But why spurious? I questioned inwardly as I left the grubby little shop, warily refusing an offer for my treasure. The shell, I was sure, contained a message.

We live by messages - all true scientists, all lovers of the arts...Some of the messages cannot be read, but (we) will always try. (We hunger) for messages, and when (we cease) to seek (to) interpret them (we) will be no longer (human).

The little cone lies now upon my desk, and I handle it as reverently as I would the tablets of a lost civilization. It transmits tidings as real as the increasingly far echoes heard by Thoreau in his last years...

Each of (us) deciphers from the ancient alphabets of nature only those secrets that (our) own (depths) possess the power to endow the meaning...The golden alphabet, in whatever shape it chooses to reveal itself, is never spurious. From its inscrutable lettering is created (human beings) and all the towering cloudland of (our) dreams. (The Unexpected Universe, Loren Eisely)

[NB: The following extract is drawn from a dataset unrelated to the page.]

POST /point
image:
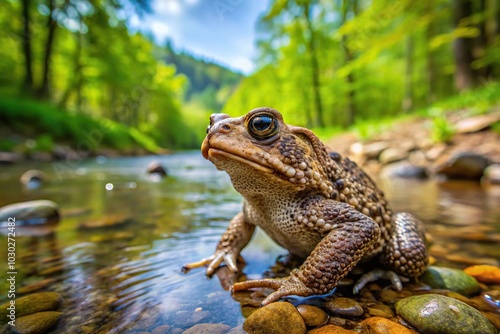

So, however you might define "mysticism"- know that the term has been an attempt to define the inexplicable - but that in doing so, the process speaks of the mystery of human existence, in all its myriad forms, both great and dramatic, small and seemingly inconsequential. It is in the various meanings that we give to these experiences in our life, that speak of their depth and purpose, not necessarily the events themselves or the limited descriptions we have attempted to apply to them.

To be negatively critical of another human being's desire to apply such a meaning to his or her life, is really to think within the solipsistic box of one's own creation - that is, to view life in a partial way, denying even the possibility that the meaning of it all, is simply that "it all" is a mystery. And in denying another's quest after an understanding of this mystery is to deny that person's desire to be more fully human.

As that Unitarian Universalist sage Robert Weston phrases it:

...It is the way of a person to dream and to explore;
It is our way to see and follow...
Into the mists of the unknown.
Look not to authority for the voice of God;
Look to the flame of beauty in the heart, and the insistent question,
The creating that tries, fails, and tries again.
This it is to be human, and in some sense to be God:
To love, to imagine; to experiment; to try; to create;
To stumble; to get up and go on in anguish and faith
That it can be done.


-- from Seasons of the Soul


CLOSING WORDS: "We receive fragments of holiness..."

We receive fragments of holiness, glimpses of eternity, brief moments of insight. Let us gather them up for the precious gifts that they are and, renewed by their grace, move boldly into the unknown.